Indumadhab started his career as a lecturer in Bangabasi College in 1897. There he taught logic, philosophy, physics and chemistry. In 1898, he completed his master's degree in botany from Bangabasi College. A year later, he completed his master's degree in zoology and physiology. He left Bangabasi College in 1900. Then he started practice as a lawyer.

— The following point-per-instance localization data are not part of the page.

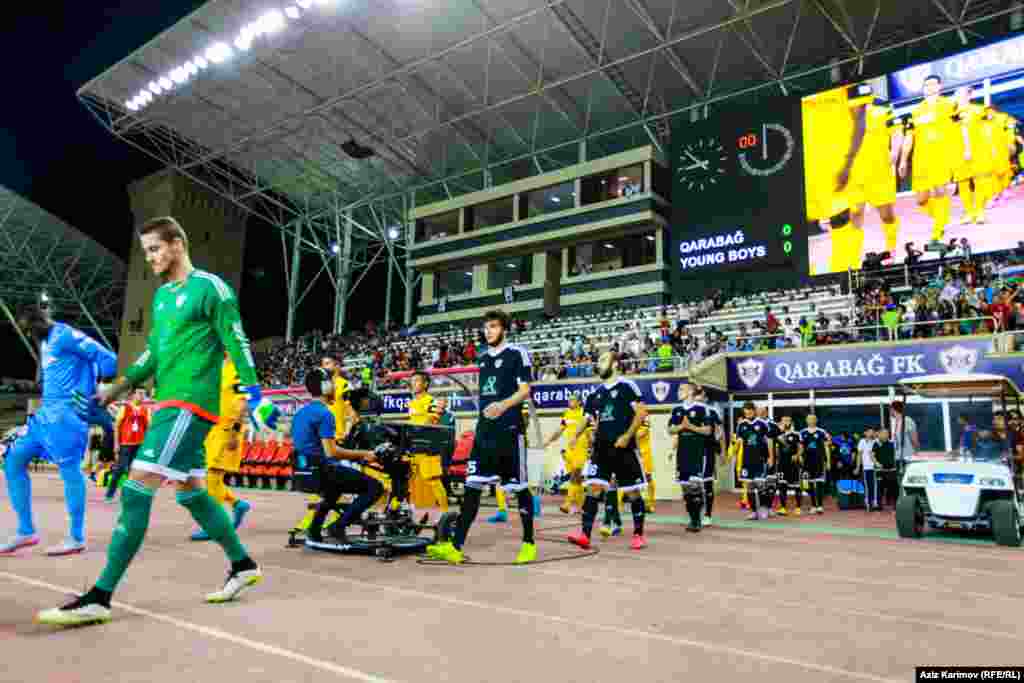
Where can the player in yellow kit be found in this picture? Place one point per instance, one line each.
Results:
(647, 461)
(932, 135)
(425, 486)
(872, 177)
(973, 171)
(576, 453)
(223, 446)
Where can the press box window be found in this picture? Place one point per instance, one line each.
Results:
(454, 283)
(440, 225)
(548, 200)
(613, 184)
(510, 271)
(491, 213)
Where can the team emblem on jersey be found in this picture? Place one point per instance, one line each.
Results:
(958, 359)
(751, 372)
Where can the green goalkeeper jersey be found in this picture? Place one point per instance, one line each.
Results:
(194, 324)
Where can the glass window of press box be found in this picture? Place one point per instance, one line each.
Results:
(613, 254)
(613, 184)
(491, 213)
(453, 283)
(440, 225)
(548, 200)
(510, 271)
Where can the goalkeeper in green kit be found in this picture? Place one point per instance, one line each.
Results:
(195, 321)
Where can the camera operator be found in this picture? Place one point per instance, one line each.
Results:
(313, 436)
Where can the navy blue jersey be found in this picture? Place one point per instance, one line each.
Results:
(503, 370)
(814, 442)
(754, 434)
(699, 415)
(612, 408)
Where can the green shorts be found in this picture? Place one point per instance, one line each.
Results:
(173, 445)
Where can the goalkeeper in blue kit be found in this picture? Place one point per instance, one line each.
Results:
(195, 321)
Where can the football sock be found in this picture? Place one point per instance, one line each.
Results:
(15, 469)
(71, 472)
(709, 498)
(213, 519)
(525, 500)
(590, 505)
(639, 509)
(892, 233)
(136, 503)
(439, 493)
(470, 506)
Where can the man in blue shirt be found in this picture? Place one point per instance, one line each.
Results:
(338, 469)
(70, 363)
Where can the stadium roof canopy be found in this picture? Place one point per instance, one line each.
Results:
(40, 253)
(262, 99)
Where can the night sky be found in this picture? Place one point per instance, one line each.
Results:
(54, 153)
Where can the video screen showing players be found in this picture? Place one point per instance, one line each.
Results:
(906, 167)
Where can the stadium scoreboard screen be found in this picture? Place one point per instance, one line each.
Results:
(737, 194)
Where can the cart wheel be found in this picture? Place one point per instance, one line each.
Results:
(909, 517)
(1006, 523)
(445, 527)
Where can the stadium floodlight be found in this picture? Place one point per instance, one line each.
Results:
(271, 22)
(218, 52)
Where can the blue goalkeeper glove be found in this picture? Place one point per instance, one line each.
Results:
(262, 412)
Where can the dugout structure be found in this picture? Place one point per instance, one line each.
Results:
(334, 121)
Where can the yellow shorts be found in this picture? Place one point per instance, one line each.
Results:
(219, 454)
(574, 460)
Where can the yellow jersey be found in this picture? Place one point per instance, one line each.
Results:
(232, 403)
(420, 410)
(570, 422)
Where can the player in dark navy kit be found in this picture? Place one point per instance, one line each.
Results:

Between 1904 and 1905, Indumadhab traveled to Imperial China. The exact date of his travel is not known. According to researcher Narayan Sen, Indumadhab set out for China in February 1904 and his travel coincided with the Russo-Japanese War. Indumadhab sailed from Kolkata to Yangon in British Burma. From Yangon he sailed to Penang and from there to Port Klang in British Malaya.

In 1908, Indumadhab became an M.D. from University of Calcutta. He pioneered the autovaccine method of inoculation in India. He spent tireless effort in spreading the awareness on hygiene, health and diet in the society. He was also sympathetic to the nationalist cause. While testing the Alipore bomb in Deoghar, Ullaskar Dutta was critically injured. He was privately treated by Dr. Indumadhab Mallick.

In 1910, Indumadhab invented the steam cooker which became popular as ICMIC cooker. It was a special kind of cooking equipment where rice, pulses and vegetables could be cooked in steam, very fast. The compact arrangement and portability made it popular among bachelors and during trips where kitchen was not available. The idea of ICMIC cooker came to him by seeing the way food is cooked in the kitchens of Jagannath Temple.

== Publications ==
Indumadhab wrote two books on his travels to China and Britain.